Which quality indicator do I choose now?



Few activities today are more closely monitored than the operation of a contact center. The number of KPIs used is enormous, if not infinite. Every company has its own As well as every type of operation does. Some are very relevant, others less so. Some are really reliable, others need to be interpreted by those in charge.

We can highlight some of the most common ones:

Service levels


Customer Satisfaction Indicator


Response Time

And many more, of course. But this article is not about the KPIs used in contact centers but about the indicators for measuring customer satisfaction. We will start with the well-known and widely used NPS.

The NPS is the result of a simple calculation of the subtraction between the % of promoters (score of 9 and 10) and the % of detractors (score of 0 to 6). The NPS can be measured sometime after the customer/company exchange to know the degree of recommendation, where we would be speaking of relational NPS. In the heat of the moment and just after a specific and critical interaction to know the customer’s satisfaction in a specific process, it would be a case of transactional NPS.

A very good shopping experience in the APP may later coincide with a very bad experience in the delivery

In other words, we must ask ourselves either we want to measure an overall experience, or we want to measure a specific part of this experience. The results and their interpretation will be different, and so will the conclusions For example, in the second case, we could have several NPS indicators for the same company with different results depending on the service or the moment measured. A very good shopping experience in the APP may later coincide with a very bad delivery experience.

The first one offers a more established and faithful result to the combined reality of the company and the customer experience. Its purpose, which was to know the rate of promoters and detractors, is more realistic. A possible inter-company benchmark would also be more valuable with this data, whenever companies are willing to share their NPS…

Still, who hasn’t received a request from an agent at the end of a call: we are going to give you a quality survey and remember that a 9 or 10 is important to me…?

Then we can ask ourselves what is the difference between the transactional NPS and the CSAT.

Recall that the CSAT is a simple and effective system of measuring customer satisfaction. The customer rates the company in general with a score from 1 to 5 or with an Emoji icon. The sum of the scores divided by the number of responses gives the average score. The CSAT is often not very accurate and does not ultimately allow for decision making. The fact that dissatisfied customers tend to answer more often than satisfied ones can also make the calculation less realistic.

Speaking of indicators, we cannot forget the third one in the mix: the CES, also very commonly used. The CES changes somehow the concept, as we ask the user for their feelings regarding the “effort” made in their relationship with the company. The calculation is also simple, as the points obtained in the responses are added up and divided by the number of responses obtained.

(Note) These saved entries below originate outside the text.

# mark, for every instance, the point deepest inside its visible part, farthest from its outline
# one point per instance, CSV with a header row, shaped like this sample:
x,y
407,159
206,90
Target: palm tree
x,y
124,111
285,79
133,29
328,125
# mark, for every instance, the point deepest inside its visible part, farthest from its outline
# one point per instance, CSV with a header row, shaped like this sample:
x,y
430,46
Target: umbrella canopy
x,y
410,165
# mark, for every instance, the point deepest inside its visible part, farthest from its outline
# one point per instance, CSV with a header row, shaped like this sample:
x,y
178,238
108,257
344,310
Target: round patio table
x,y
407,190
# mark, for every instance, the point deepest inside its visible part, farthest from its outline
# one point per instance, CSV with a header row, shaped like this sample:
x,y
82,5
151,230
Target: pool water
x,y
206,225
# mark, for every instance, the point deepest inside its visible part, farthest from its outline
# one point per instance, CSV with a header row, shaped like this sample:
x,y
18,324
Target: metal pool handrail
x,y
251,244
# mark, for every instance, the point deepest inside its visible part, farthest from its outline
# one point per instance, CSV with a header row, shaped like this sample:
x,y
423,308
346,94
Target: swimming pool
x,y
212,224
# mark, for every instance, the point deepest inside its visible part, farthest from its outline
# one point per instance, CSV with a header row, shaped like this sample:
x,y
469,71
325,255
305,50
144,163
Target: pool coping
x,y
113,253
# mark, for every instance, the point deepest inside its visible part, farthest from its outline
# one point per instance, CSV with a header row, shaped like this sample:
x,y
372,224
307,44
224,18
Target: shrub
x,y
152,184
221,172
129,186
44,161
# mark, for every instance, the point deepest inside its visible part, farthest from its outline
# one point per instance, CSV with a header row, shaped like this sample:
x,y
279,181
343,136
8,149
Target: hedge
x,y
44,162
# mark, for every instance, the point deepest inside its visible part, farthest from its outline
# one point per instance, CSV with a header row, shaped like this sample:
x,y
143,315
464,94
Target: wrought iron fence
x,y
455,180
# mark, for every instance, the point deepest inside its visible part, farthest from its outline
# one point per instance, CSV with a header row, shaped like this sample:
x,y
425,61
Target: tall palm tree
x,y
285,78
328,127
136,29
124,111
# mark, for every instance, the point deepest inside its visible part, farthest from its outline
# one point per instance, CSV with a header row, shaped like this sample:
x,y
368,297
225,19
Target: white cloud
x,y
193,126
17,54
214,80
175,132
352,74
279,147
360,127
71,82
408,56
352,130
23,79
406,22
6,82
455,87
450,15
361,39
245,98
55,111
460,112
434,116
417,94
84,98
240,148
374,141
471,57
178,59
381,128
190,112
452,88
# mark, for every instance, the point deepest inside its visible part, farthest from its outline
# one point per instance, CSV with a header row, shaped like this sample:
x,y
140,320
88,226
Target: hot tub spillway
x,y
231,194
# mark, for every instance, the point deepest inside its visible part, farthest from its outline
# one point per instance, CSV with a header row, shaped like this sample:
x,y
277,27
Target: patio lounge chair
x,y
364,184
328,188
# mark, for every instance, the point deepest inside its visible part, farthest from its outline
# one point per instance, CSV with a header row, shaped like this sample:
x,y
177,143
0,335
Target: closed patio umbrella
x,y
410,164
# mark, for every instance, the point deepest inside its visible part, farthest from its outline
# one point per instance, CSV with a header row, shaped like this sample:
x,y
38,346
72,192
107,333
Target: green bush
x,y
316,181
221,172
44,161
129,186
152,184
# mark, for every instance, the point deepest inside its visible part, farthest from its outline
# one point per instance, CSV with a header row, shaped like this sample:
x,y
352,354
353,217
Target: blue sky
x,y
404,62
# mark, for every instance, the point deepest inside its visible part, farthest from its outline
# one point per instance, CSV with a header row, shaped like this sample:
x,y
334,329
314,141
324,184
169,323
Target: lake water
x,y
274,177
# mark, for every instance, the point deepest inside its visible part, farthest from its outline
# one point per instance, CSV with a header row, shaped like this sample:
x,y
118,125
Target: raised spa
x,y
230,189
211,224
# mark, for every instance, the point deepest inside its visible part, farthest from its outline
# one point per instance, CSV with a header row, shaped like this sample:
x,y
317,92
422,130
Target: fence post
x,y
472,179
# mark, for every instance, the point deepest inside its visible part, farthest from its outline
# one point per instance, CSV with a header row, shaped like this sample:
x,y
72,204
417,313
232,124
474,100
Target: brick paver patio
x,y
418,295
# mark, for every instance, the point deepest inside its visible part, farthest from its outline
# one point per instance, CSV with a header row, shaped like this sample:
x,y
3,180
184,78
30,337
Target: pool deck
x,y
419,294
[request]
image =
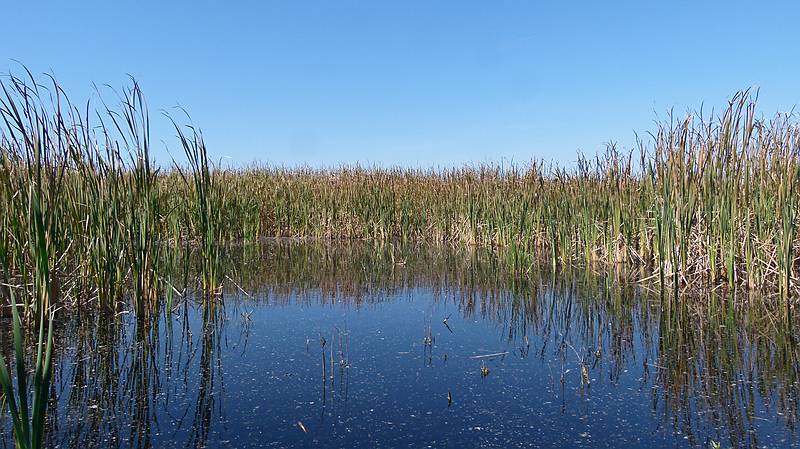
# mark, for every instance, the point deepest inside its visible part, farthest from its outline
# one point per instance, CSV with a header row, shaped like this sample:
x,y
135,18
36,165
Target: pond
x,y
352,345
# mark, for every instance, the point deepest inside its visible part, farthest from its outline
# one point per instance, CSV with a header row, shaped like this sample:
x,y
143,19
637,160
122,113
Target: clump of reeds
x,y
708,202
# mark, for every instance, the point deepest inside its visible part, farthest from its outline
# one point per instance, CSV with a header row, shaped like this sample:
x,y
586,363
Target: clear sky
x,y
413,83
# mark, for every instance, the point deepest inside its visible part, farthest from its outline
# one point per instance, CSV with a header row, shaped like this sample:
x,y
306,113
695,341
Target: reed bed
x,y
85,214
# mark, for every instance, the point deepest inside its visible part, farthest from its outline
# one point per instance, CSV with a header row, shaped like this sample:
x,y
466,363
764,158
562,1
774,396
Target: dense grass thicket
x,y
85,214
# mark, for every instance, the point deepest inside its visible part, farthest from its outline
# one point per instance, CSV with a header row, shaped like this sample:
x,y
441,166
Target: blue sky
x,y
413,83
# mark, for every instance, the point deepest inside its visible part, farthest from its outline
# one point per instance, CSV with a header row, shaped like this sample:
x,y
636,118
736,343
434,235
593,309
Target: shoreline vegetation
x,y
704,203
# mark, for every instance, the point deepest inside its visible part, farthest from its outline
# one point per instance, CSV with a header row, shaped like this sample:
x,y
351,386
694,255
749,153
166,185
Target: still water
x,y
357,346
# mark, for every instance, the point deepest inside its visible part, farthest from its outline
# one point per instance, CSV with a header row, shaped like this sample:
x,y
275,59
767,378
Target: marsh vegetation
x,y
697,224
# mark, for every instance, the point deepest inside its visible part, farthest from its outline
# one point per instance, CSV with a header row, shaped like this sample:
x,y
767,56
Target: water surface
x,y
357,346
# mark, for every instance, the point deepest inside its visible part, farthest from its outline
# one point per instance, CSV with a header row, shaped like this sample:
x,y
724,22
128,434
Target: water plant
x,y
28,421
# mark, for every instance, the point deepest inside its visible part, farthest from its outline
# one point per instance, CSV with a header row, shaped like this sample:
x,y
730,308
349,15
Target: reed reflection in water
x,y
352,344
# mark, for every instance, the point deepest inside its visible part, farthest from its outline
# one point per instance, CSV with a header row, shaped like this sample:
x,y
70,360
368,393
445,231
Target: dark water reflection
x,y
585,361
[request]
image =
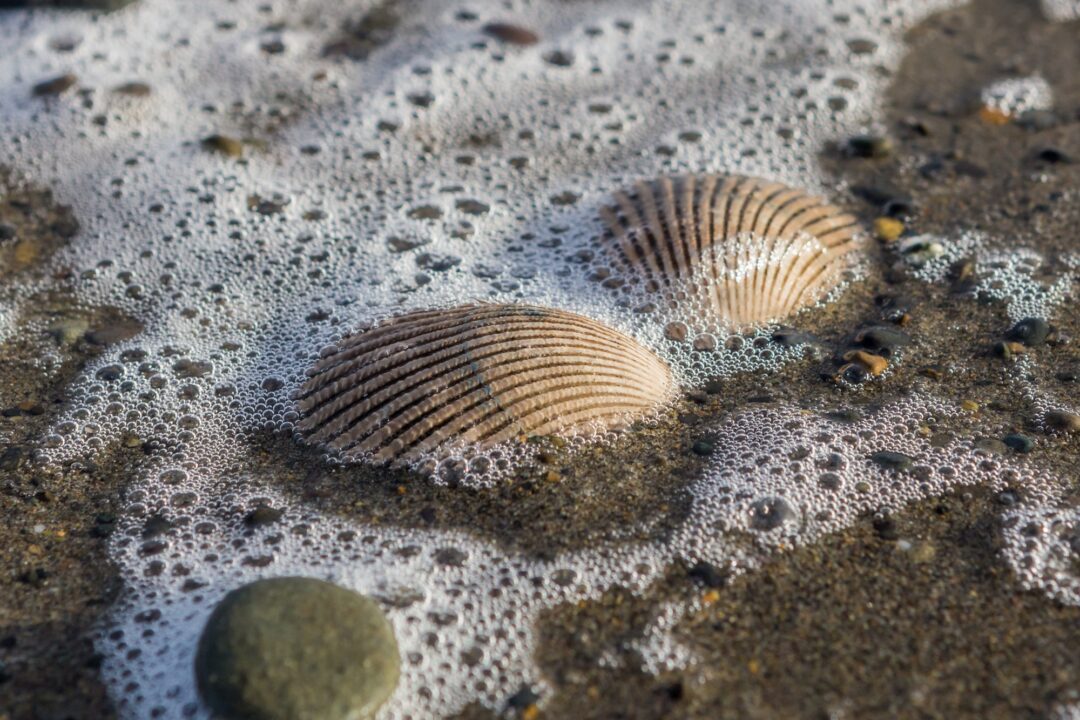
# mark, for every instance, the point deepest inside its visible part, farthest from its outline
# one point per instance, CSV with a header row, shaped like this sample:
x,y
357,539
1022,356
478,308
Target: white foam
x,y
229,296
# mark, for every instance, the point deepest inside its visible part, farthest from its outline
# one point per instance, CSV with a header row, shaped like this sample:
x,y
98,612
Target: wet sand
x,y
854,626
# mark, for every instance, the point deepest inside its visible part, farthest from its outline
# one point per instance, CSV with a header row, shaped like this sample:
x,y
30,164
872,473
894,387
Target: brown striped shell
x,y
476,375
741,250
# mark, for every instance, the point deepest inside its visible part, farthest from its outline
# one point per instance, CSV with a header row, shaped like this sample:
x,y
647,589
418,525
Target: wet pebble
x,y
1030,330
1020,443
513,35
296,648
888,229
224,145
1063,421
55,85
702,447
895,461
869,146
770,513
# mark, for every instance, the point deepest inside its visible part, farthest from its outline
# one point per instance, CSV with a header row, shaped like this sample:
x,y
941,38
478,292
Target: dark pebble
x,y
1020,443
1053,155
1030,330
296,648
1063,422
702,447
707,574
770,513
869,146
559,58
896,461
511,34
882,340
262,516
791,338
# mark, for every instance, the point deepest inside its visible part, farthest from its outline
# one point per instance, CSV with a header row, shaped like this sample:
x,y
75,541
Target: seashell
x,y
740,250
476,375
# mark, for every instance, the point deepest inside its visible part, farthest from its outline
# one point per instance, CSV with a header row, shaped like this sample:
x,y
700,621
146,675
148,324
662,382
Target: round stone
x,y
296,648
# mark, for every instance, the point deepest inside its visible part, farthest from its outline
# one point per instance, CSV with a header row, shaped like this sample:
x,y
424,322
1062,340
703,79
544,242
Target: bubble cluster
x,y
254,181
1042,547
1061,11
1014,96
1007,276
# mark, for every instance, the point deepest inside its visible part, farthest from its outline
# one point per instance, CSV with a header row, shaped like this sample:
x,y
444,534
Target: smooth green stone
x,y
296,649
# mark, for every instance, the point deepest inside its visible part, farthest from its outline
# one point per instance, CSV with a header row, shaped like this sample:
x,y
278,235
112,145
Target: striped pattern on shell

The CES is interesting to know the customer’s opinion, especially in a complex part of a process. For example, it would be interesting to know the feeling of efforts made by a customer after having completed a registration process in our company or his feelings after having filled an incident report in an insurance company. At these important and complex moments, the customer will be able to give us feedback on how tedious or not the process was.

Collecting and analyzing data

But what about the contextual comments left by our customers? Where are they reflected and analyzed, what do we get from them and what corrective actions can we take?

At this point it is important to understand that the contact center is a strategic place to collect this information. Just after the interaction the customer can give a hot and well-founded opinion on the positive and/or negative. Analyzing this huge amount of unstructured information is not an easy task.

We can use the classical method of manually coding these texts. The company must define a coding table of one or two levels and the agents must code each one of the answers obtained in these tables.

The cost of this study can be high given the number of hours involved in this process, but the result in terms of accuracy can be very interesting.

But what about the contextual comments left by our customers? Where are they reflected and analyzed? Where are they reflected and analyzed?

Quickly, when faced with a high level of responses to be analyzed, the use of semantic analysis technologies will be necessary. The system will be able to extract keywords within expressions and contexts, and provide qualitative analysis based on high levels of data. These systems also allow us to cross-reference the data and to know, for example, whether those who have complained about the high price have also complained about other aspects. And if we have other data from our customers, we could find out the reasons for complaints from young people versus senior citizens. This is not a simple task and setting up an efficient process will require help from experts.

Over time, the temporal analysis will allow us to see the evolution of the different concepts defined and to check whether certain measures taken have had an effect. . For example, whether the platform improvements in delivery times on the southern area have led to a reduction in negative comments about delivery times in the south, or whether the new method of parcel return implemented on the platform has reduced the level of complaints.

The next step will be voice analysis, using similar systems, to understand and analyze customer feedback and sentiment. The first experiences are starting to take shape.

In conclusion, we can say that all the indicators discussed above are valid, and even complementary. Nowadays, knowing what customers think must be a driving force for analysis and improvement in companies. Customers have become accustomed to constantly rating the services they use, whether it is Cabify, a restaurant or their last purchase on Amazon. It is the companies that must know how to analyze and interpret these results in order to convert them into improvement action plans.